İçin için la havle okumaya başlayan Deli Cafer, ağır bir küfür savurmaktan ve densizlik etmekten kendini korumak için tırnaklarını avuçlarına batıradururken Kara Kadı dile geldi, vaziyeti anlattı:
“Şeyh efendi biz tacir değiliz, korsanız. Venedik’e vurgun malları satmak, sağı solu dinleyip işe yarar haberler uğrulamak için uğramıştık. Elçilikte kullanılan Kubat Çavuş da orada idi. Gözümüze hasna, müstesna bir parça ilişti. Sanki ayla güneş evlenmiş, bu yavru dünyaya gelmiş. Ne yalan söyleyelim, bu yaşta ağzımız bir karış açık kaldı. Yalnız biz mi ya?.. Kubat’ınki de öyle. Ey, serde Türklük var. Önümüze böyle bir cennet kaçağı çıksın da biz alık alık duralım ha! Bu, doğru değildi. Nitekim biz de kendimizi tutamadık, Kubat Çavuş’la baş başa verip kızı aşırmayı kararlaştırdık. Zaten kız, Kor-fu adasına gidecekti. Biz de fırsatı kaçırmadık. O yola çıkmadan Venedik’i bıraktık, denizde bir müddet dolaştık. Nihayet onu taşıyan Venedik kadırgasını yakaladık.”

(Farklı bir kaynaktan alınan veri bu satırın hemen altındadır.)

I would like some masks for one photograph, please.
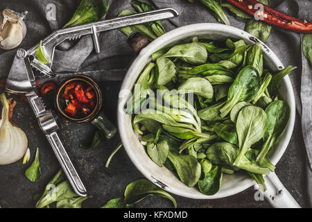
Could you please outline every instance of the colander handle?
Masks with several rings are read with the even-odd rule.
[[[275,208],[301,208],[295,198],[281,183],[275,173],[264,177],[266,185],[265,192],[260,191]]]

Şeyh Şüca, büyük bir sırra akıl erdirmiş gibi sabırsızlık göstererek korsanın sözünü kesti:
“Ganimet…” dedi. “Yaman. Gelgelelim ki paylaşılmasına imkân yok. Ortaklaşa gönül idaresi de müşkül. Onun üzerine düşündünüz, kırk yıllık dostluğu bir kız uğrunda feda etmemek için onu devletlu şehzadeye satmayı tasarladınız. Çok akıllı kişilermişsiniz. Yalnız şehzade sarayının korsan artığı yosmalar için kurulmadığını düşünmemişsiniz.”